Is the compound in the picture chiral or achiral?
The answer in practice is: it depends. You say that there would be free rotation along the phenyl–vinyl bond. However, every adjacent carbon atom — the 2- and 6-positions of the phenyl ring and the 1-position of the double bond — are substituted. For free rotation to occur, these substituents must pass each other. Since they are all bulky, though, free rotation is very effectively hindered. A planar rotamer with full π conjugation between the phenyl ring and the double bond is not populated at any extend which can be shown by the NMR shifts of the corresponding carbon atoms (and could also be shown if the methyl group on the double bond were a proton, because it’s shift would be vastly different from one in styryl conjugation).

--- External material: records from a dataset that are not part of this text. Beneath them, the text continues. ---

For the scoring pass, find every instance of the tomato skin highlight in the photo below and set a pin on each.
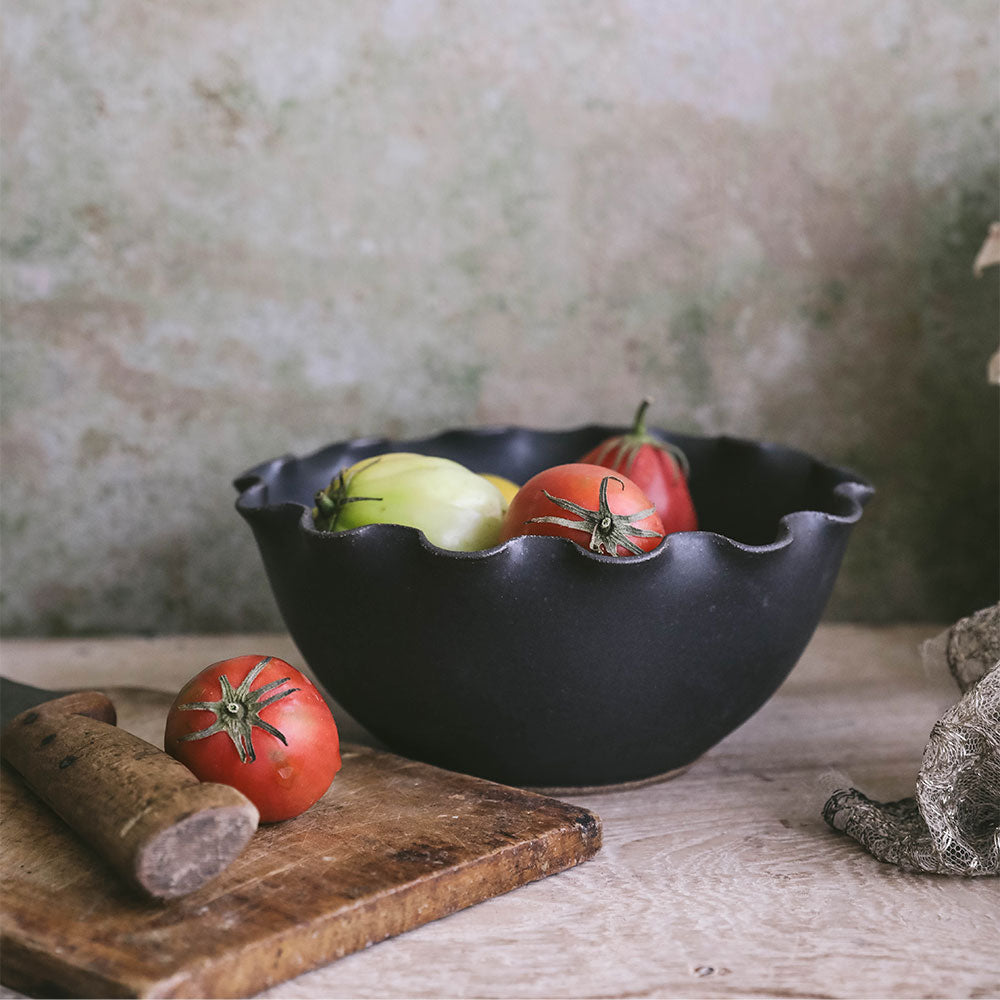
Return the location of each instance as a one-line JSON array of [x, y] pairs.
[[656, 467], [580, 484], [283, 779]]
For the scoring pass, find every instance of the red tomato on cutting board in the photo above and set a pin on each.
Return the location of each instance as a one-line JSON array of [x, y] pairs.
[[260, 725]]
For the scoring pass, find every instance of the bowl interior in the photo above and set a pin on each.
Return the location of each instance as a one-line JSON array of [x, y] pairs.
[[538, 662]]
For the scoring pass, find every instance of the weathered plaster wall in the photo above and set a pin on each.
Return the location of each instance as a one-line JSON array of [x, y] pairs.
[[238, 228]]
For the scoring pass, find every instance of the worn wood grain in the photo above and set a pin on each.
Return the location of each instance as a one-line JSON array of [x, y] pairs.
[[723, 882], [394, 844]]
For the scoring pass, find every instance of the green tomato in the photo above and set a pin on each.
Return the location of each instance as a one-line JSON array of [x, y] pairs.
[[454, 507]]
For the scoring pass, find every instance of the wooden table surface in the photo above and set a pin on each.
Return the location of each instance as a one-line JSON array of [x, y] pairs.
[[723, 882]]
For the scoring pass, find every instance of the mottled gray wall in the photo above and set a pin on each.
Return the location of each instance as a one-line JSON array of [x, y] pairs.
[[238, 228]]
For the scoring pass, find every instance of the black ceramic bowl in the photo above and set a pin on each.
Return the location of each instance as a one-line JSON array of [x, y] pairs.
[[536, 662]]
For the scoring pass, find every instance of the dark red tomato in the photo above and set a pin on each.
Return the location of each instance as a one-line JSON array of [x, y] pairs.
[[599, 509], [658, 468], [260, 725]]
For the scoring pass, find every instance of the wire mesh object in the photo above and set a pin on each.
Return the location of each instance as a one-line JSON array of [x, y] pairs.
[[951, 826]]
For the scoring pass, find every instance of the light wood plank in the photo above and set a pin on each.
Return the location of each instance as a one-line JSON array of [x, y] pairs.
[[722, 882]]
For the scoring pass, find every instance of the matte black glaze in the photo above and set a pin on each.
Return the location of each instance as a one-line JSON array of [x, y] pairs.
[[537, 662]]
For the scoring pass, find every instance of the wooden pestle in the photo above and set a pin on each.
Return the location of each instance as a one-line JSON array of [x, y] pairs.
[[162, 829]]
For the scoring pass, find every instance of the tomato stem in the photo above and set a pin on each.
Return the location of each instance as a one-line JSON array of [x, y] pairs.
[[331, 501], [238, 711], [639, 422], [607, 530]]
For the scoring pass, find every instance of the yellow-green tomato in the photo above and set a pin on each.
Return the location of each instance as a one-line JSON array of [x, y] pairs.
[[453, 506], [504, 485]]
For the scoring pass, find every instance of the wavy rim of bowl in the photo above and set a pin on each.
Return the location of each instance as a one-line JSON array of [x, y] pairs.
[[853, 492]]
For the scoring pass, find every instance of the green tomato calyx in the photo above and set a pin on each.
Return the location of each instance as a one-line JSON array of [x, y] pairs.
[[607, 530], [624, 449], [330, 502], [238, 711]]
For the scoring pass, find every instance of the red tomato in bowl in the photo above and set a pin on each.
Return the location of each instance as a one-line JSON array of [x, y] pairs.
[[599, 509], [258, 724], [658, 468]]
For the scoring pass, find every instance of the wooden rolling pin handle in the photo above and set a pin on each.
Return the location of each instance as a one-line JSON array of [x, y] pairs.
[[161, 828]]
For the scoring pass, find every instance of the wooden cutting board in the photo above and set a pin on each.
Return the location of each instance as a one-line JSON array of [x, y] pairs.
[[394, 844]]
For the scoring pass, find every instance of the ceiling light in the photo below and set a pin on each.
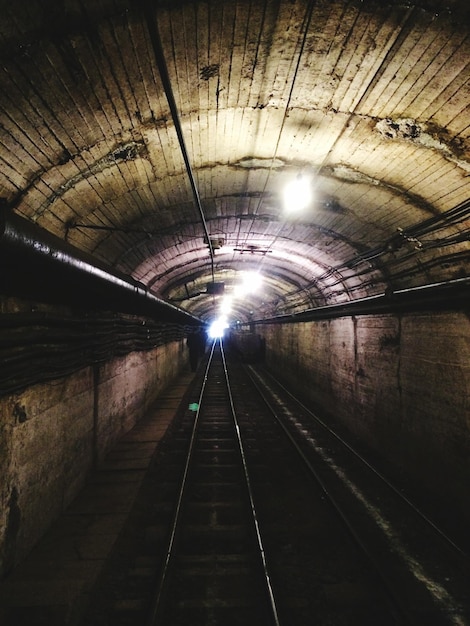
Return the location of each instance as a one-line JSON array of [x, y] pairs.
[[251, 282], [297, 194]]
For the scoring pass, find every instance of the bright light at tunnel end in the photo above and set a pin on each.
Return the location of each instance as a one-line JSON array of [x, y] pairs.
[[218, 328]]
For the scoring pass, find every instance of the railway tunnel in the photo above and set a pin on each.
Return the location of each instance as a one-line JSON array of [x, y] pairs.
[[291, 169]]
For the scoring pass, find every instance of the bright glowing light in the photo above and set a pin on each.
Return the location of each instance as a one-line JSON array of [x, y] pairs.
[[297, 194], [217, 328], [226, 305], [251, 282]]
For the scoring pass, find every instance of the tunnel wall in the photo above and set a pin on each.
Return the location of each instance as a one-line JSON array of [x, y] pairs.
[[52, 434], [398, 385]]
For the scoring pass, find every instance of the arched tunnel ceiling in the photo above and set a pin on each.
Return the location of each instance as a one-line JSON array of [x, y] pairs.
[[369, 100]]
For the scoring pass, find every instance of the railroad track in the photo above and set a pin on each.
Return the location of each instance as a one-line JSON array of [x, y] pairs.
[[255, 513]]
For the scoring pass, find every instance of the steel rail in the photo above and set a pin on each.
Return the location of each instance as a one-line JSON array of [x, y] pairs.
[[378, 474], [170, 549], [152, 621], [262, 552], [397, 604]]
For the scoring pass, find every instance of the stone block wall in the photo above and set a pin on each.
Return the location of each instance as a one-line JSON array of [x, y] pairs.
[[399, 385], [51, 434]]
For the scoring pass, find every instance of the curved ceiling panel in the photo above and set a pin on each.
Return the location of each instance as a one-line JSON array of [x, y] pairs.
[[159, 137]]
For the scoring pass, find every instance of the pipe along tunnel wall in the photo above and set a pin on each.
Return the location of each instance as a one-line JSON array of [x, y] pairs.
[[57, 428], [397, 384]]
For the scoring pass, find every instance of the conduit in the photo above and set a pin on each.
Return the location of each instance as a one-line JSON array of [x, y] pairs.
[[37, 264]]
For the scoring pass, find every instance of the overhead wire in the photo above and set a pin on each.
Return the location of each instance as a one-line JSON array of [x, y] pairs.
[[157, 46]]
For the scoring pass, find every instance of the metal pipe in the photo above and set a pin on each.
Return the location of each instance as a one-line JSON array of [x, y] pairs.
[[149, 11], [444, 296], [35, 263]]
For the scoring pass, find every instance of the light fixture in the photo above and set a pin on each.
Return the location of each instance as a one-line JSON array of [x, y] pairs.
[[251, 282], [297, 194]]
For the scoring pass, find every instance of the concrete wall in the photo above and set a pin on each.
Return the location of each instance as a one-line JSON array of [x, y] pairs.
[[399, 385], [51, 435]]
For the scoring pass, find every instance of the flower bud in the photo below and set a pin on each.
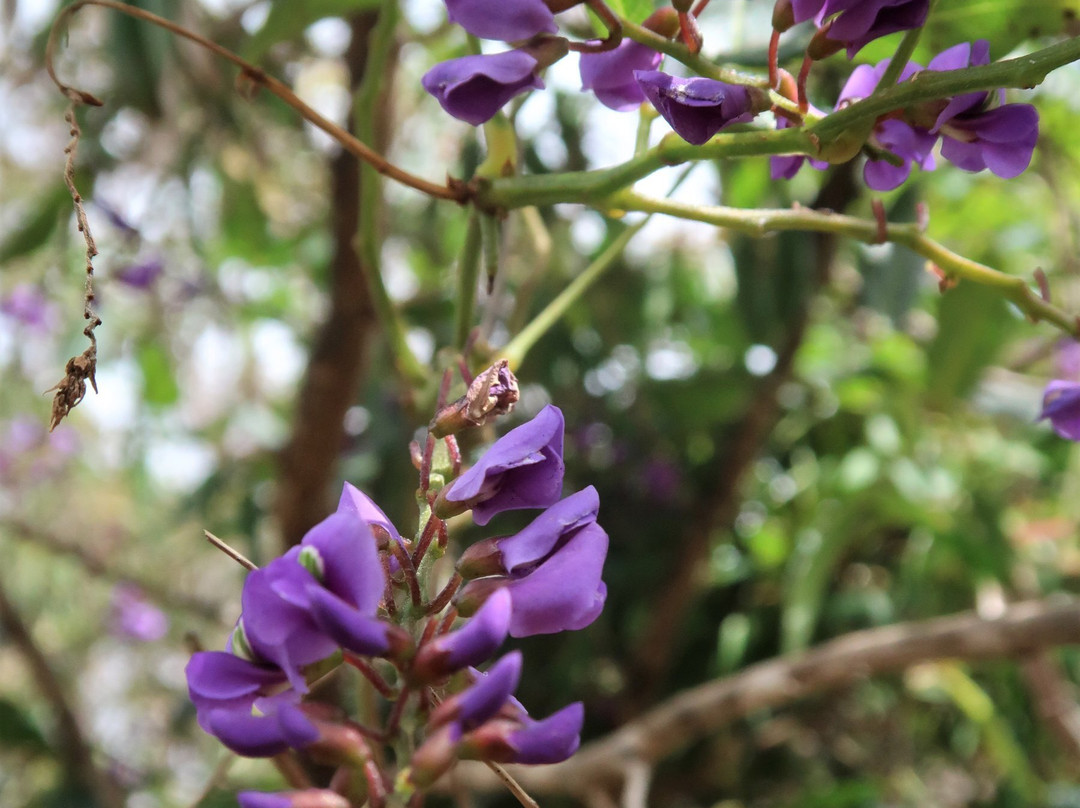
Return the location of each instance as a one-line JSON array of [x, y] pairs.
[[494, 392]]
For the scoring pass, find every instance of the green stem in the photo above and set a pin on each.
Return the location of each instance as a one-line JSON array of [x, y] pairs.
[[521, 345], [1025, 71], [954, 266], [370, 194], [900, 59], [468, 270], [542, 189]]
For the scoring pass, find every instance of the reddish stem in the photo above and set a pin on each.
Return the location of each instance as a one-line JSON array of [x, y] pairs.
[[774, 59], [801, 83], [444, 597], [370, 674], [408, 570]]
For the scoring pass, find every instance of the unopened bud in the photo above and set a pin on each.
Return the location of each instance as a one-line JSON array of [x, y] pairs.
[[481, 560], [783, 15], [663, 22], [494, 392], [821, 46]]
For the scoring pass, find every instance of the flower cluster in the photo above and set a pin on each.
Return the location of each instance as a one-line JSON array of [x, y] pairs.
[[353, 592], [976, 131]]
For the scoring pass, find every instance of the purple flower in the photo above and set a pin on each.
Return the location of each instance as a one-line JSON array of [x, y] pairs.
[[142, 275], [785, 166], [855, 23], [473, 89], [696, 108], [913, 145], [306, 798], [975, 137], [508, 22], [294, 618], [470, 645], [523, 469], [517, 553], [562, 592], [26, 305], [527, 741], [484, 698], [1061, 404], [132, 616], [610, 73], [226, 689]]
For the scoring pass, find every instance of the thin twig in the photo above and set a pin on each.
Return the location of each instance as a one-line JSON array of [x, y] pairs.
[[234, 554], [257, 77], [82, 368], [513, 785]]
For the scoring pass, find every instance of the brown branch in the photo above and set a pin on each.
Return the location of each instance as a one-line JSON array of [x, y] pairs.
[[257, 77], [683, 586], [309, 461], [1020, 631], [82, 368], [73, 750]]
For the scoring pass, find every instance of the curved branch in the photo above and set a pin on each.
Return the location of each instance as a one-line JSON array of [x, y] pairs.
[[258, 78], [1020, 631], [953, 267]]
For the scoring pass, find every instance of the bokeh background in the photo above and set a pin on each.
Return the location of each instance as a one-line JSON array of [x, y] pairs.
[[793, 436]]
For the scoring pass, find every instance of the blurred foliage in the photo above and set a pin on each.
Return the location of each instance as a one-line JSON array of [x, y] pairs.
[[901, 476]]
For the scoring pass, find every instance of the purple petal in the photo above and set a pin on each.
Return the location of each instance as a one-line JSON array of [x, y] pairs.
[[487, 695], [473, 89], [540, 536], [551, 740], [470, 645], [502, 21], [350, 560], [610, 73], [347, 625], [696, 108], [565, 593], [523, 469]]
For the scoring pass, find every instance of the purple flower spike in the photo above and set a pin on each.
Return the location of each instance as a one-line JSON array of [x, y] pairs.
[[696, 108], [610, 73], [856, 23], [565, 593], [221, 681], [502, 21], [484, 698], [470, 645], [551, 740], [307, 798], [523, 469], [1061, 404], [473, 89], [277, 619], [142, 275]]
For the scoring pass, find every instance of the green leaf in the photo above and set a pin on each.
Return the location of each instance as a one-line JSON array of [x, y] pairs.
[[17, 731], [39, 226], [973, 321], [159, 385]]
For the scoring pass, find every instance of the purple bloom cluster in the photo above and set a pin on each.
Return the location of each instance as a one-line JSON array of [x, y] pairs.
[[973, 133], [856, 23], [473, 89], [335, 593]]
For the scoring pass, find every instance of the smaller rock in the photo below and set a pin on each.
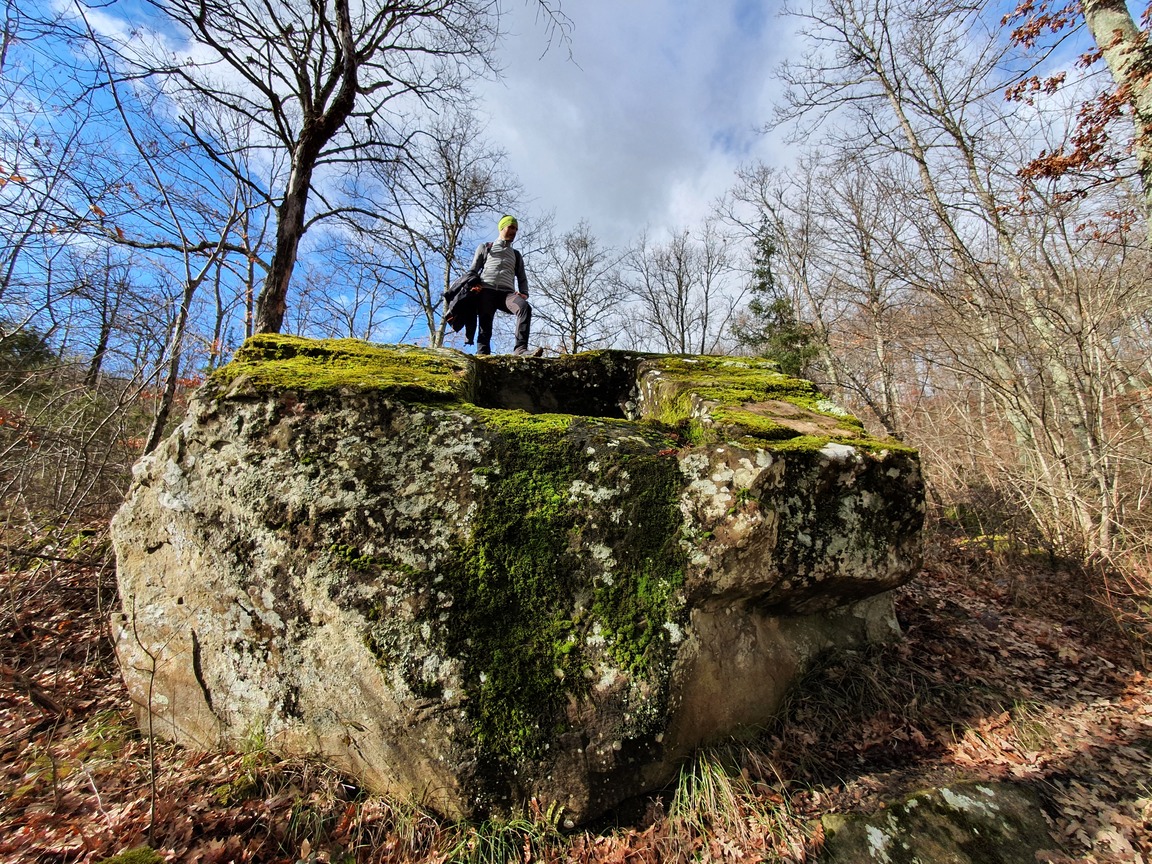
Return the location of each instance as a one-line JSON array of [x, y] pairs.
[[970, 823]]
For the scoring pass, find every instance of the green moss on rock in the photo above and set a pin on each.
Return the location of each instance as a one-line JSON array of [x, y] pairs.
[[525, 611], [272, 362]]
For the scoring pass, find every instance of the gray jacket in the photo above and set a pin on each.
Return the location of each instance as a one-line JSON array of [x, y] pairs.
[[500, 266]]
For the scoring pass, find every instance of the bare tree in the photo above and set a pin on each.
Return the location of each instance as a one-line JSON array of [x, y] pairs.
[[997, 258], [318, 82], [414, 214], [681, 290], [1124, 48], [577, 294]]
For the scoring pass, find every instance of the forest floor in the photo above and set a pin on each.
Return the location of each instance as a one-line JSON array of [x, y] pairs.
[[1005, 672]]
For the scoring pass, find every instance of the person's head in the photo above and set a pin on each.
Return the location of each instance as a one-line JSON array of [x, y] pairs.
[[507, 227]]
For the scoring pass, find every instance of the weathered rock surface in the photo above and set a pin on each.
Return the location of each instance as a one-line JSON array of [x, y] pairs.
[[972, 823], [478, 581]]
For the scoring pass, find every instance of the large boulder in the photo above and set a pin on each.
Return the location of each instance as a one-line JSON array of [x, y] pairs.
[[478, 581]]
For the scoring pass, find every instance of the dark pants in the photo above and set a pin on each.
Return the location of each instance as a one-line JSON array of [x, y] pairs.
[[491, 300]]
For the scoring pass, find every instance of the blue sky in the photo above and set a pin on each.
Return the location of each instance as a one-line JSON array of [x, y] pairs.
[[644, 126]]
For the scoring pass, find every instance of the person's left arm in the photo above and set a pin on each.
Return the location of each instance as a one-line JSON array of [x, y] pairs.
[[521, 275]]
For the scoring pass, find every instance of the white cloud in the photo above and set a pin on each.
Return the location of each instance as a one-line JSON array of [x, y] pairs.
[[644, 127]]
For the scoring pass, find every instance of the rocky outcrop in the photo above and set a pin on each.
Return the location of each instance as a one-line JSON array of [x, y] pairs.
[[479, 581], [967, 823]]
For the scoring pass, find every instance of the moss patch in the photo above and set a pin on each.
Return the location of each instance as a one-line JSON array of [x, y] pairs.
[[737, 392], [272, 362], [528, 608]]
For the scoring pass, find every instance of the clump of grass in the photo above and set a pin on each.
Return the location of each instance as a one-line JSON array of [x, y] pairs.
[[531, 836], [730, 797]]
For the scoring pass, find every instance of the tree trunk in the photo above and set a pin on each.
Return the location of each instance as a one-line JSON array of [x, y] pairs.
[[1128, 54]]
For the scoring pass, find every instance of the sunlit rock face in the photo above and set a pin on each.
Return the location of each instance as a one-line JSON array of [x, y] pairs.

Under low enough temperatures, the compound you have been given will indeed form to separable enantiomers due to the bromine atom which destroys the molecule’s symmetry. These are examples of axial chirality; if the chlorine atom is above the phenyl ring’s plane, it is (aR), if it is below, the compound is (aS). The two enantiomers can be separated, e.g. by chiral HPLC, and they will show optical activity.
At higher temperatures, thermal energy will be enough to overcome the rotation barrier and an optically active single enantiomer will racemise. This temperature is typically above room temperature for a system such as your’s but well below the temperature required for alkene (E/Z) isomerisation.
This concept is called atropisomerism and is also the reason why BINOL and BINAP are chiral.